York native Neal Dodson was sitting three rows behind Meryl Streep at the 2011 Oscars when she won best actress for "The Iron Lady."
Nestled in the center of the aisle -- a spot reserved for non-nominees -- Dodson bumped elbows with the likes of Bradley Cooper, Martin Scorsese and Angelina Jolie, he said.
Then he ended the night at Madonna's 4 a.m. after-party in the Hollywood hills.
"And of course, the next day you go back to paying your electric bill, feeding your dogs and brushing your teeth," said Dodson, 35. "It's a real back-and-forth."
The Los Angeles-based producer is a Manchester Township native and 1996
Central York High School graduate. And now, of course, he's making movies.
His latest: An open-sea epic starring Robert Redford that hit big-city theaters at the end of October.
The movie: The film was an adventure from the start, Dodson said. With Redford as its only actor and almost no dialogue, he said, the film was bold -- even on paper.
When writer J.C. Chandor handed him the screenplay, which was about 30 pages long instead of the usual 120 or so, Dodson asked when he'd receive the rest of it, he said.
It was scary for half a second, then exhilarating, Dodson said.
"There was no guarantee that it was going to work or that people were gonna love it," he said.
But it appears they do: The film is rated 94 percent positive on Rotten Tomatoes, a film-review site. It has gotten a positive critical response across the board, including a 10-minute standing ovation at the Cannes International Music Festival, Dodson said.
"Needless to say, it's enormously flattering," he said.
And Redford signed on almost immediately, Dodson said. The established actor, who was 75 while shooting the film in Mexico, performed all his own stunts and endured many hard days in wet clothes, he said.
At the end of the day, he and the crew would be ready to get tacos and have a drink, Dodson said.
"He's been very, very generous to me," he said of Redford. "We've had a great time. He's a great guy."
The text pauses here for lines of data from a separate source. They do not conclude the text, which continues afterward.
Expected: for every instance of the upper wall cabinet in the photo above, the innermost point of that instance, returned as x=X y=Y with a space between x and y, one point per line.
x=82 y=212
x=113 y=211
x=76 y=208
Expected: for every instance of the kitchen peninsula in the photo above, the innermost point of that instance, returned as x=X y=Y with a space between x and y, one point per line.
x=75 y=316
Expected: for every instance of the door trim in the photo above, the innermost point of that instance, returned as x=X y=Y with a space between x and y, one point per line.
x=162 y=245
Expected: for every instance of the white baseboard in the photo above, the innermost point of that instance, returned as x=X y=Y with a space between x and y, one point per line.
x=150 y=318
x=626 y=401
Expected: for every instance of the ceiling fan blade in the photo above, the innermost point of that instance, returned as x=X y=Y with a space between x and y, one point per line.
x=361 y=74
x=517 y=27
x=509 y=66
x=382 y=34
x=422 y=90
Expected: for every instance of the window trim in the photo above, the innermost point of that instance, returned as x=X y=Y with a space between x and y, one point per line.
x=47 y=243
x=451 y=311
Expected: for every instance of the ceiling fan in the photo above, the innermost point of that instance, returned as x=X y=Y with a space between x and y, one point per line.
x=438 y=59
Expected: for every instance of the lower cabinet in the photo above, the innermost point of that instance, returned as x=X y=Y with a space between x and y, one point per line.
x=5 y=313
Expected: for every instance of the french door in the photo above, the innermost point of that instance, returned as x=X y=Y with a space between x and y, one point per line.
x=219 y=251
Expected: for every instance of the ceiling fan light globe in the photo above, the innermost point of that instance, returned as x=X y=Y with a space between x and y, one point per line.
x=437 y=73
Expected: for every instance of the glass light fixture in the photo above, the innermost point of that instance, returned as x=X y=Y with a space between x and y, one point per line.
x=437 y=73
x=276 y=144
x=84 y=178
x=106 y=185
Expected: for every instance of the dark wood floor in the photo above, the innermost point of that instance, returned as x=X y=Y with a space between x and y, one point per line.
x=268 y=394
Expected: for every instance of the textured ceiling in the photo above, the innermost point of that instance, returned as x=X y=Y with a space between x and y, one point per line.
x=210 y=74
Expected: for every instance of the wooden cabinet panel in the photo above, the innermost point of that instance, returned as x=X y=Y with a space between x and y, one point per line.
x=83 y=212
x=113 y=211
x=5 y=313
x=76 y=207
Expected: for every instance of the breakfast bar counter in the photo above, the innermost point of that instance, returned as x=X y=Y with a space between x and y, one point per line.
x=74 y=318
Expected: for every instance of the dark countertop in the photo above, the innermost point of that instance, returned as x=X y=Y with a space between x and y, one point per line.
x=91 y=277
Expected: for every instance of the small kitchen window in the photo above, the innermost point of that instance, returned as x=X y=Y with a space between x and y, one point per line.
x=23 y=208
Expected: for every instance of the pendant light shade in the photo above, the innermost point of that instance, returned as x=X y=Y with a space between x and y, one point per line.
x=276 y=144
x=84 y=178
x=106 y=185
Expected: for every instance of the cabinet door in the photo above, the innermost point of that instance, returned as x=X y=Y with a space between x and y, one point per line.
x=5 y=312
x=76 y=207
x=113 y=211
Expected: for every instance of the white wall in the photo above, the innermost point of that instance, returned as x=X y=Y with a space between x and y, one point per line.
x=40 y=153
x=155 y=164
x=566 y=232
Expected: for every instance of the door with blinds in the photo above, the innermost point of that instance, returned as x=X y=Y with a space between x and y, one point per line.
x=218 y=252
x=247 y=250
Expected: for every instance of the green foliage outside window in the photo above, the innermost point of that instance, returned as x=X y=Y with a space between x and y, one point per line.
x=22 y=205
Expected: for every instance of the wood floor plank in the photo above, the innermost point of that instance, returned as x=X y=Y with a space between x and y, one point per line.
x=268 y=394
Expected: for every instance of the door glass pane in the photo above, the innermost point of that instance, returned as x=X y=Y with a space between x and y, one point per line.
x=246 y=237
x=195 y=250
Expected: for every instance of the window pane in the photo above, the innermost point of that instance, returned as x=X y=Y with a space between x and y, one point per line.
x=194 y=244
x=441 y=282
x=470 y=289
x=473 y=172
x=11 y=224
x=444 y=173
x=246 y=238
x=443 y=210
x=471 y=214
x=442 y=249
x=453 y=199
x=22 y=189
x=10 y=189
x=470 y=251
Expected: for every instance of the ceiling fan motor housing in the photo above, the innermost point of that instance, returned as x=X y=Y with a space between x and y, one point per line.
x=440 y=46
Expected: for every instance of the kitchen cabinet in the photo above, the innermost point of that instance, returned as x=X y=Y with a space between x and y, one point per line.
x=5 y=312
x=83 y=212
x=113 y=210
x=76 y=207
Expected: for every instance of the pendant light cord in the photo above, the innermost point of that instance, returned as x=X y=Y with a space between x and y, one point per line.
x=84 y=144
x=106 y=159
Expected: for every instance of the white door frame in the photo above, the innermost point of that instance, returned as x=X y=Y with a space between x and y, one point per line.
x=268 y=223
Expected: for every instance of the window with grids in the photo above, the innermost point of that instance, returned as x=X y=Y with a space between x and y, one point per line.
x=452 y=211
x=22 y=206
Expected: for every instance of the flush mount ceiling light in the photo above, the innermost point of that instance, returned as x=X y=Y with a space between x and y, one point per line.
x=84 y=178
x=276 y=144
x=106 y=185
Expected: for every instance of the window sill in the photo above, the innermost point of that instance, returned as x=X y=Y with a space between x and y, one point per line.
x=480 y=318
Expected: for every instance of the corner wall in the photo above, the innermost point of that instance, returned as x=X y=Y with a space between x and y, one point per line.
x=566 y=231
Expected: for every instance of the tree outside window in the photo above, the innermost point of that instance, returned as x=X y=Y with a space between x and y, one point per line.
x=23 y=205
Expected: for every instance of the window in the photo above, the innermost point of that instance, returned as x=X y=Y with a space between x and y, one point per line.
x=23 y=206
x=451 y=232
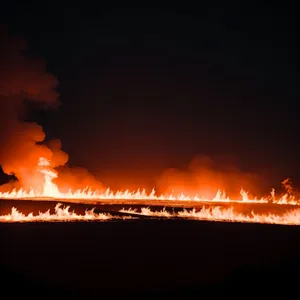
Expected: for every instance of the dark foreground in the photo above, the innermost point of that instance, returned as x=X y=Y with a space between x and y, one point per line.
x=148 y=258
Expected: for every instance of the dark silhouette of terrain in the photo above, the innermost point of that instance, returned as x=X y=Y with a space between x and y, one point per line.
x=148 y=259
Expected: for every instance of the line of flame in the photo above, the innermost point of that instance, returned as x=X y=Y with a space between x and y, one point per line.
x=222 y=215
x=51 y=190
x=143 y=195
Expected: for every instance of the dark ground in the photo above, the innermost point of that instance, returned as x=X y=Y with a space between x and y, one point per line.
x=148 y=258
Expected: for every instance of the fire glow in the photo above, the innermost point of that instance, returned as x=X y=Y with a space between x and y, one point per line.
x=216 y=214
x=62 y=214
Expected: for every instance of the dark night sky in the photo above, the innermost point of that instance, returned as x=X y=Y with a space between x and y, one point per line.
x=147 y=89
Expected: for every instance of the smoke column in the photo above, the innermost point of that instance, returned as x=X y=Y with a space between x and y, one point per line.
x=23 y=81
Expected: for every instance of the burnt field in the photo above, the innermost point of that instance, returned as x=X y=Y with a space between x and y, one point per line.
x=145 y=257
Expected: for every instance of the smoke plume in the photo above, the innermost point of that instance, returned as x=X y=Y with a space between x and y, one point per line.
x=23 y=81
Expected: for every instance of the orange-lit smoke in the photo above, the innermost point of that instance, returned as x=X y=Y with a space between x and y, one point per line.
x=23 y=82
x=206 y=175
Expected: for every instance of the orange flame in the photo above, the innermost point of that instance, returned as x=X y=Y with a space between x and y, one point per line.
x=51 y=190
x=61 y=214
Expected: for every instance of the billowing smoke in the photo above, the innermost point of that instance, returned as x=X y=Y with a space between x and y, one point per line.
x=23 y=81
x=205 y=175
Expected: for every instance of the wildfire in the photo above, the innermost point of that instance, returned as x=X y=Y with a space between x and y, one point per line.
x=222 y=215
x=51 y=190
x=62 y=214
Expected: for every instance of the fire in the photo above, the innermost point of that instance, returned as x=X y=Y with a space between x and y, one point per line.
x=51 y=190
x=222 y=215
x=61 y=215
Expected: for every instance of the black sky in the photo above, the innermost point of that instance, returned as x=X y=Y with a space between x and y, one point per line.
x=144 y=89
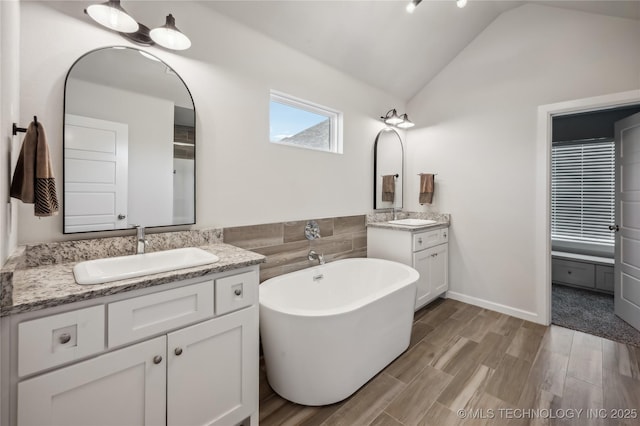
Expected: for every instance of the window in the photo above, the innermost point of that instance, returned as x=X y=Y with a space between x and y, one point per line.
x=583 y=191
x=303 y=124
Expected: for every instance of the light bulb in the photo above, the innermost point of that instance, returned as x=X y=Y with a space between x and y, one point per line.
x=170 y=36
x=112 y=16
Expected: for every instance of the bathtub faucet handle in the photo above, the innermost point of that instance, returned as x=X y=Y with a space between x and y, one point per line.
x=313 y=255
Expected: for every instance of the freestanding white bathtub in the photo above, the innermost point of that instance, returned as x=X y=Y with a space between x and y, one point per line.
x=327 y=330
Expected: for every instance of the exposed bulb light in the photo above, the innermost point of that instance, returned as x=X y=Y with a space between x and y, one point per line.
x=405 y=123
x=392 y=117
x=111 y=15
x=412 y=5
x=170 y=36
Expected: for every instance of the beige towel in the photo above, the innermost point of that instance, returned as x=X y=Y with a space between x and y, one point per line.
x=426 y=188
x=33 y=180
x=388 y=187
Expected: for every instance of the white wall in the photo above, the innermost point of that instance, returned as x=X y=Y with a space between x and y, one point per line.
x=241 y=178
x=9 y=113
x=150 y=162
x=476 y=128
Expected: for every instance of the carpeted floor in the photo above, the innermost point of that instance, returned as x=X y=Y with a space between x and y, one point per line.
x=590 y=312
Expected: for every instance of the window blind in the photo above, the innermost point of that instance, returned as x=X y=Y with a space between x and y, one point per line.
x=583 y=192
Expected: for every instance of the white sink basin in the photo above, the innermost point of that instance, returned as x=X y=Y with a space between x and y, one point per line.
x=119 y=268
x=413 y=222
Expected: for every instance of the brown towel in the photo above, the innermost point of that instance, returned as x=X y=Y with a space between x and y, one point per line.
x=426 y=188
x=33 y=180
x=388 y=187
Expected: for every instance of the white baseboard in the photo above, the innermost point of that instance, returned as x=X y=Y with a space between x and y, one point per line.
x=503 y=309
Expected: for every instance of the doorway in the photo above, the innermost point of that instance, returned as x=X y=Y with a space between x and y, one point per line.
x=583 y=234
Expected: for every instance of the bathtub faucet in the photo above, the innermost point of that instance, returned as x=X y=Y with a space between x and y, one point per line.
x=315 y=256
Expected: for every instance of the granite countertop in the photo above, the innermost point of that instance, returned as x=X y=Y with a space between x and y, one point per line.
x=387 y=225
x=381 y=220
x=27 y=289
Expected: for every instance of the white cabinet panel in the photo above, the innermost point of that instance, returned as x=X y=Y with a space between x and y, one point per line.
x=125 y=387
x=58 y=339
x=134 y=319
x=422 y=264
x=439 y=273
x=236 y=291
x=425 y=251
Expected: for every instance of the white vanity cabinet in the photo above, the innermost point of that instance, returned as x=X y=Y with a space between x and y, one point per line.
x=425 y=251
x=166 y=358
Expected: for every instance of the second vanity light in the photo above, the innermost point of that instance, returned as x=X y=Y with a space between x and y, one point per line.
x=393 y=119
x=113 y=16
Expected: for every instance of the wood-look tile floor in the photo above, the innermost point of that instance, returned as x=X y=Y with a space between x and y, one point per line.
x=470 y=366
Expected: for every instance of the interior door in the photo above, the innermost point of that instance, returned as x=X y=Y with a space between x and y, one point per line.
x=627 y=252
x=96 y=169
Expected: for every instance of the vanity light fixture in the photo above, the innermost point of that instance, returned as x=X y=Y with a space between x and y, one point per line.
x=393 y=119
x=113 y=16
x=414 y=3
x=405 y=123
x=170 y=36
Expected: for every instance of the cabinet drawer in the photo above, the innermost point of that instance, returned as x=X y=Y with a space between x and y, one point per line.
x=604 y=277
x=423 y=240
x=236 y=291
x=576 y=273
x=57 y=339
x=137 y=318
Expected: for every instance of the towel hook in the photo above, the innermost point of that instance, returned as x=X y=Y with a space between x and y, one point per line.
x=17 y=129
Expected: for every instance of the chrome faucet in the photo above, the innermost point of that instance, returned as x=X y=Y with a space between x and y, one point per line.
x=141 y=242
x=316 y=256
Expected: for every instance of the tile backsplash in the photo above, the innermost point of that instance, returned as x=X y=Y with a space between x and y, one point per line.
x=286 y=247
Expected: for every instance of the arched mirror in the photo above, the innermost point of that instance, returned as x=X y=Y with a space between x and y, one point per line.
x=388 y=170
x=129 y=143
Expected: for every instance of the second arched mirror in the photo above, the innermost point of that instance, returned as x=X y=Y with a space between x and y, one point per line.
x=129 y=143
x=388 y=170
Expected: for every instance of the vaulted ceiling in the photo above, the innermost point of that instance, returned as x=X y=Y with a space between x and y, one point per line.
x=381 y=44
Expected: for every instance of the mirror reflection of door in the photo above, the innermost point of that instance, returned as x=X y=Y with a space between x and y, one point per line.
x=388 y=170
x=95 y=175
x=147 y=97
x=627 y=258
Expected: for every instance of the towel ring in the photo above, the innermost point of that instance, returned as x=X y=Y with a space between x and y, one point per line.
x=17 y=129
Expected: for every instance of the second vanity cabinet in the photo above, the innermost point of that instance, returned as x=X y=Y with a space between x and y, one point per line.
x=186 y=355
x=426 y=251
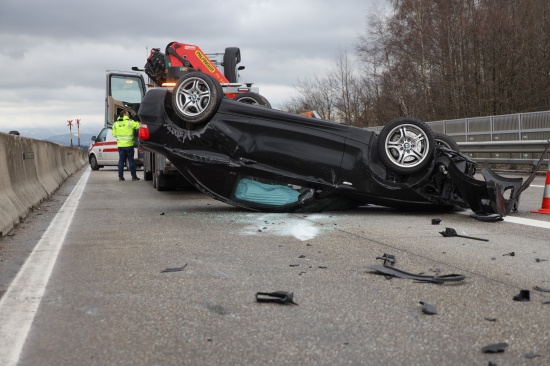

The movie continues its release in theaters across the country and will make its way to the York area in a few weeks, Dodson said. After it wraps up in theaters in early spring, it's on to DVDs, Netflix, iTunes and HBO.
Dodson will also come to York College in February for a film showing and Q&A session, he said.
Living the dream: Growing up in York, Dodson acted in plays at Central, York Little Theatre and various theater camps.
He left to go to college at Carnegie Mellon University in Pittsburgh, where he majored in drama. In fact, acting was his original passion, until he was 26 and took a job working for a producer at Warner Bros.
Working in the different parts of the business has been a great background for him as a producer, Dodson said.
"In a weird way, I feel that I was always meant to do this," he said. "It's been quite a ride."
He now has his own production company, Before the Door Pictures, which has now released four feature-length films, including "Margin Call," which earned an Oscar nomination for best original screenplay last year.
"We're not rolling in money, but we get to make these movies that we passionately believe in," he said.
And the 2 1/2 years "All Is Lost" has been in production have proven to be quite the adventure, Dodson said.
"It was a pretty amazing experience," he said. "I'm very lucky to have had it."